Para tenaga ahli Kantor Staf Presiden menjelaskan fungsi KSP sebagai lembaga yang bertugas menerjemahkan visi politik presiden.
“Misalnya saat Presiden Jokowi menyatakan tekadnya membangun Indonesia dari pinggiran, kita menjelaskan bagaimana konsepnya, mengawasi penyaluran dana desa dan transfer ke daerah,” papar Agung Hikmat.
Menurut Agung, saat ini merupakan era anak muda ‘menguasai’ berbagai sektor di Indonesia. “Lihat saja film-film keren yang banyak disukai penonton dan memenangkan berbagai penghargaan. Semuanya karya anak muda. Juga di bidang lain, terutama fintech dan industri rintisan digital atau start-up,” paparnya.
Pria yang menyelesaikan master bidang manajemen inovasi di Skotlandia dan Denmark ini mengungkapkan, anak muda Indonesia sudah dipercaya menjadi pemegang keputusan dan menggerakkan roda pemerintahan. Sempat bekerja di perusahaan telekomunikasi dan menjadi konsultan bisnis, Agung mengaku awalnya skeptis apakah bisa memberikan kontribusi maksimal saat banting setir ke dunia birokrasi.
“Tapi ternyata anak muda banyak didengar. Ada upaya serius birokrasi dalam mengubah dirinya. Di era pemerintahan Jokowi, anak muda mendapat mandat sebagai pejabat pembuatan keputusan,” kisahnya.
Masuk Kantor Staf Presiden di kedeputian yang membidangi kajian pengelolaan isu sosial, ekologi dan dan budaya strategis, Agung mendapat tantangan besar. “Atasan saya memberikan challenge, bagaimana caranya agar pemerintah dalam mengambil keputusan harus berbasis data,” kenangnya.

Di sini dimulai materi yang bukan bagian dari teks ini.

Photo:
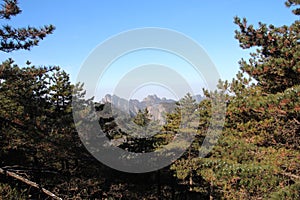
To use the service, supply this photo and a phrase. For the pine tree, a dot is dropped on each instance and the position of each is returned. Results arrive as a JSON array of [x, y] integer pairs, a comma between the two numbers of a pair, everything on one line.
[[258, 153]]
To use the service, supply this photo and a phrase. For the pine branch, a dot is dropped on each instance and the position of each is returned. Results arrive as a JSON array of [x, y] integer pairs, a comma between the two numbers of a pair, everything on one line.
[[28, 182]]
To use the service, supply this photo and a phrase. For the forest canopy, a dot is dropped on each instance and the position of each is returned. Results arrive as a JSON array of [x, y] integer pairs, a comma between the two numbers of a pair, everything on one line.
[[256, 157]]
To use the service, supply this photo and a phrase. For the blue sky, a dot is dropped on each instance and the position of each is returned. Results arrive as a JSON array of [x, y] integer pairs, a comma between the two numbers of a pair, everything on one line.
[[81, 25]]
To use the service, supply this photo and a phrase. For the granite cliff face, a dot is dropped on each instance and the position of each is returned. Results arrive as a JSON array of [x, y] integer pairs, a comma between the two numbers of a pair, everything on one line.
[[156, 106]]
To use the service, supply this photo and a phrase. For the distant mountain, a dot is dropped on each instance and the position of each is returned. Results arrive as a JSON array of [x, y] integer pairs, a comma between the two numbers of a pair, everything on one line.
[[156, 106]]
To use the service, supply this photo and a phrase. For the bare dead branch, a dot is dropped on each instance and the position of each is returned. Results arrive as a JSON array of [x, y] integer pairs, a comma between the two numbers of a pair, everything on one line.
[[31, 183]]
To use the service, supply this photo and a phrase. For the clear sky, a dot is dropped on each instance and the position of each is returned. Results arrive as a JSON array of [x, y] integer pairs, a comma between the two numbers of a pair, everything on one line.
[[81, 25]]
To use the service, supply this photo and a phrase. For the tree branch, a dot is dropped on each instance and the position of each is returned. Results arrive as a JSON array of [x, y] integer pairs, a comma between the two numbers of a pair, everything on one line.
[[28, 182]]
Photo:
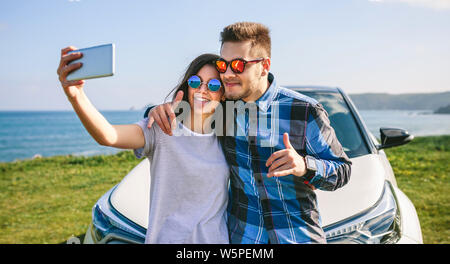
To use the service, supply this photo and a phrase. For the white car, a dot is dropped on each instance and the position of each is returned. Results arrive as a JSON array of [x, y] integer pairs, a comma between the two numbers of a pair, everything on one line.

Sebagai anak muda berusia 30-an tahun, ia kaget mendapat tantangan itu, tapi Agung memutuskan menerimanya. Dengan kerja keras dan kerjasama banyak pihak, Kantor Staf Presiden pun melakukan melakukan inovasi. Hingga akhirnya tidak sedikit kebijakan dan peraturan presiden yang lahir dari kontribusi anak-anak muda ini. Di antara peraturan presiden terkini yang terbit atas andil mereka yakni Peraturan Presiden (Perpres) Nomor 95 Tahun 2018 tentang Sistem Pemerintahan Berbasis Elektronik (SPBE) dan Peraturan Presiden Nomor 54 Tahun 2018 tentang Strategi Nasional Pencegahan Korupsi.
Agung berharap pikiran-pikiran ‘out o the box’ anak muda ‘Banua’ agar tidak memfokuskan kesejahteraan daerah pada sektor tambang. “Coba kembangkan sektor lain di Kalsel, seperti mengangkat potensi Itik Alabio, wisata Pulau Matasiri atau mengembangkan Batik Sasirangan,” urainya.
Bagi Agung, sukses harus didefinisikan sebagai ‘berdamai dengan diri sendiri’. “Jangan menganggap sukses semata dari gaji yang besar, tapi lebih kepada bagaimana kita menemukan misi hidup ini,” tegasnya.
*Mulai dari lingkungan terdekat*
Syska Hutagalung menjelaskan dialog dengan anak muda daerah merupakan ‘side event’ setelah tugas utama digelar. Sehari sebelumnya, KSP bersama Kementerian Kominfo, Kemristekdikti dan Universitas Lambung Mangkurat menggelar Diskusi Publik bertopik ‘Pembangunan, Inovasi, dan Sumber Daya Lokal’.
“Jadi setiap ke daerah, kami tak jadi melulu rapat dengan pemerintah daerah dan lain-lain, tapi ada waktu khusus untuk mendengarkan suara anak muda,” katanya.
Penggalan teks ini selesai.